El caso ha escalado a nivel mediático y social. Mientras el tutor acusa que elementos de la policía municipal y personal de DABA irrumpieron en su domicilio para sustraer ilegalmente al animal argumentando falsamente que se encontraba en la vía pública, la dependencia municipal señala que se está siguiendo un estricto protocolo sanitario de observación por agresión y que el dueño no acreditó la documentación legal de la mascota.

Provocación previa y responsabilidad médica: La versión del propietario
Alejandro Alcocer reconoció desde el primer momento la gravedad de las lesiones sufridas por el menor y aseguró haber acudido a instalaciones médicas con la firme disposición de cubrir todos los gastos médicos necesarios. No obstante, solicitó que el acto no sea juzgado de forma aislada, ya que, según testimonios de personas presentes, el menor estuvo hostigando persistentemente a la Husky antes del incidente.
- Reacción defensiva: El tutor argumentó que el niño estuvo jalándole las orejas a Sasha de manera insistente e incluso intentó introducir un dedo en uno de sus ojos, lo que provocó una reacción defensiva natural por parte de la perra.
- Documentación en regla: Frente a los señalamientos de la autoridad, Alcocer Herrera desmintió que el animal carezca de vacunas; afirmó poseer la cartilla de vacunación vigente y cartas emitidas por profesionales de la psicología que respaldan la necesidad de Sasha como su soporte emocional indispensable.

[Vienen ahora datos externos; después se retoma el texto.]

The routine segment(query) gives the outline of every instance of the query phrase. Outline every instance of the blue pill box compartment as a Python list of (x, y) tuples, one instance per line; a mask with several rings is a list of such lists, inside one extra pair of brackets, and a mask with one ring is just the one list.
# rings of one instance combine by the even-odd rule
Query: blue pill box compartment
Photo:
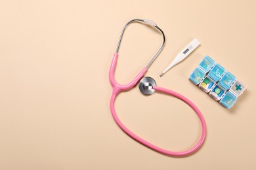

Autoridades municipales defienden protocolo de resguardo y niegan irregularidades
Por su parte, la Dirección de Bienestar Animal (DABA), bajo la gestión de Alma Arredondo Salinas y la administración del alcalde Cruz Pérez Cuéllar, ha sostenido que las acciones se ejecutaron conforme a los reglamentos de salud pública aplicables para ataques de caninos hacia personas.
La postura oficial de la dependencia subraya que el propietario no aportó en su momento las certificaciones oficiales que acreditaran formalmente que la Husky estuviera entrenada o catalogada formalmente como un animal de asistencia o soporte psicoterapéutico, así como los comprobantes médicos de inmunización.Asimismo, indicaron que se mantiene un periodo de observación obligatoria de 10 días para descartar síntomas de rabia antes de emitir un dictamen final sobre el destino del can.
Colectivos animalistas protestan y exigen la liberación de la Husky
El caso ha movilizado a diversos grupos de rescatistas independientes y activistas de los derechos de los animales en Ciudad Juárez, quienes realizaron un plantón frente a las instalaciones de DABA para exigir que la perrita sea devuelta sana y salva a su hogar. Los defensores cuestionaron que no se le permita al propietario ver las condiciones en las que se encuentra bajo resguardo y sugirieron una presunta omisión de cuidados por parte de los familiares del menor al dejarlo aproximarse sin supervisión adecuada al animal.

El dilema de la comunidad: Organizaciones civiles apuntan que el camino correcto conforme a derecho debe centrarse en garantizar la completa reparación económica del daño hacia el menor hospitalizado, sin que un ser sintiente que actuó por instinto de supervivencia deba pagar con el sacrificio por una cadena de descuidos humanos.